L’augmentation des maladies chroniques et des facteurs de risque comportementaux
Les maladies cardiovasculaires restent la première cause de mortalité en Europe, et leur impact sur l’espérance de vie est directement lié à l’augmentation de certains facteurs de risque. L’obésité, l’hypertension artérielle et le diabète de type 2 progressent dans de nombreux pays européens en raison de modes de vie de plus en plus sédentaires et d’une alimentation trop riche en sucres et en graisses saturées.
L’activité physique insuffisante impacte aussi l'espérance de vie. L’Organisation mondiale de la santé (OMS) recommande au moins 150 minutes d’exercice modéré par semaine, un objectif que plus d’un tiers des Européens ne parviennent pas à atteindre. Ce manque d’activité accentue le risque de pathologies cardiovasculaires et de cancers, réduisant ainsi les gains potentiels de longévité.

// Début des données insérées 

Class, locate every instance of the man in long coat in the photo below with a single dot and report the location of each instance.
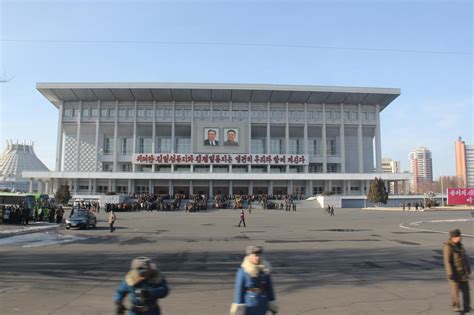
(458, 270)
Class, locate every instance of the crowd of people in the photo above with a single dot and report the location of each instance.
(22, 215)
(418, 205)
(16, 215)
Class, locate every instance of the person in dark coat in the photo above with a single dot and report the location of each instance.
(144, 284)
(242, 218)
(458, 270)
(253, 293)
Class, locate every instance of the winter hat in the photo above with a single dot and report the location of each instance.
(252, 249)
(455, 233)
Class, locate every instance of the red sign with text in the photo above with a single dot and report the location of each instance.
(460, 196)
(220, 159)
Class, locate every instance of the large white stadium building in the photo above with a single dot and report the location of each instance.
(169, 138)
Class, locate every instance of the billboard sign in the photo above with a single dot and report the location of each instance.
(460, 196)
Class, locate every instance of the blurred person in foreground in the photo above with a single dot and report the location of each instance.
(254, 293)
(144, 284)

L’impact du tabagisme et de l’alcoolisme reste également préoccupant. Si des progrès ont été réalisés dans certains pays grâce à des campagnes de prévention ciblées, le tabagisme continue de peser lourdement sur la santé publique, en particulier en Europe centrale et orientale.

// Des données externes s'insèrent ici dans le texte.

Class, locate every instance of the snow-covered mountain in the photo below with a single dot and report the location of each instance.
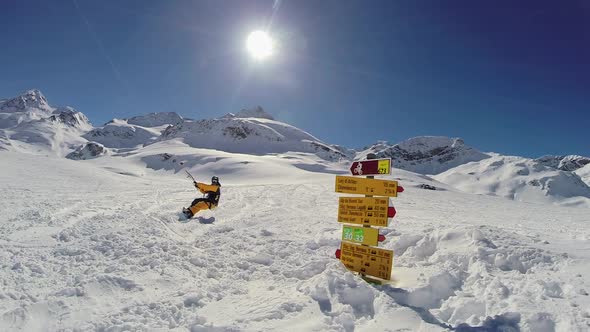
(426, 154)
(520, 179)
(564, 163)
(89, 150)
(250, 135)
(584, 173)
(29, 124)
(155, 119)
(120, 134)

Des politiques de santé publique inégales en Europe
Les disparités entre pays en matière d’espérance de vie s’expliquent aussi par la capacité des gouvernements à mettre en place des politiques de prévention efficaces. Le Royaume-Uni et l’Allemagne, par exemple, affichent des résultats préoccupants en raison de la réduction des dépenses de santé publique et d’un accès inégal aux soins. En Allemagne, les inégalités sociales en matière de santé sont particulièrement marquées, avec une espérance de vie plus courte pour les populations à faibles revenus.

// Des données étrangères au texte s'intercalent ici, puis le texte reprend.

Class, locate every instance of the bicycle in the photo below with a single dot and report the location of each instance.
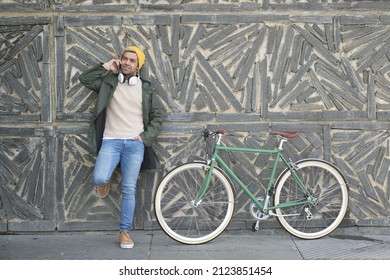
(194, 202)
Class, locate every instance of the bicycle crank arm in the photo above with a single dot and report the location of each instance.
(281, 215)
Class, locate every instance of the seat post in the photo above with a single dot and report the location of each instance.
(281, 142)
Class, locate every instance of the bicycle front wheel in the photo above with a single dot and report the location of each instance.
(176, 212)
(329, 199)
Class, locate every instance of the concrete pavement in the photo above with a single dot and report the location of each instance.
(266, 244)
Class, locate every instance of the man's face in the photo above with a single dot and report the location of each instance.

À l’inverse, les pays nordiques ont investi massivement dans la prévention des maladies chroniques. La Norvège a mis en place une taxation stricte sur les aliments ultra-transformés, tandis que la Suède et l’Islande ont renforcé leurs politiques de promotion de l’activité physique dès le plus jeune âge. Ces stratégies se traduisent par des niveaux plus faibles d’obésité et une meilleure prise en charge des pathologies métaboliques.
COVID-19 : révélateur des fragilités du système sanitaire
L’impact du COVID-19 sur l’espérance de vie a été particulièrement sévère dans les pays où les gains de longévité avaient déjà ralenti avant la pandémie. La Grèce et le Royaume-Uni ont enregistré les plus fortes baisses, avec une réduction de 0,61 an et 0,6 an respectivement entre 2019 et 2021. Cette vulnérabilité s’explique par une plus grande prévalence des comorbidités dans la population et une gestion sanitaire moins réactive face aux vagues épidémiques.
En revanche, la Norvège, l’Islande et la Suède ont limité l’impact du COVID-19 sur l’espérance de vie grâce à des politiques sanitaires robustes et un accès universel aux soins préventifs. Les données suggèrent que les pays ayant adopté des stratégies de réduction des facteurs de risque en amont étaient mieux préparés pour faire face à cette crise.
Quels leviers pour inverser la tendance ?
Face à ce constat, plusieurs pistes d’amélioration émergent pour relancer la progression de l’espérance de vie en Europe. La prévention doit être une priorité absolue, avec un renforcement des politiques de lutte contre l’obésité et le diabète, ainsi qu’une amélioration de l’accès aux soins préventifs. Les inégalités sociales de santé doivent également être réduites, en garantissant un accès équitable aux soins de qualité sur l’ensemble du territoire.
L’exemple des pays nordiques montre que des mesures pertinentes peuvent produire des effets significatifs. La taxation des produits nocifs, l’éducation nutritionnelle dès le plus jeune âge et la promotion de l’activité physique sont autant d’initiatives qui ont prouvé leur efficacité. Il est essentiel que d’autres pays adoptent des politiques similaires pour enrayer la stagnation observée.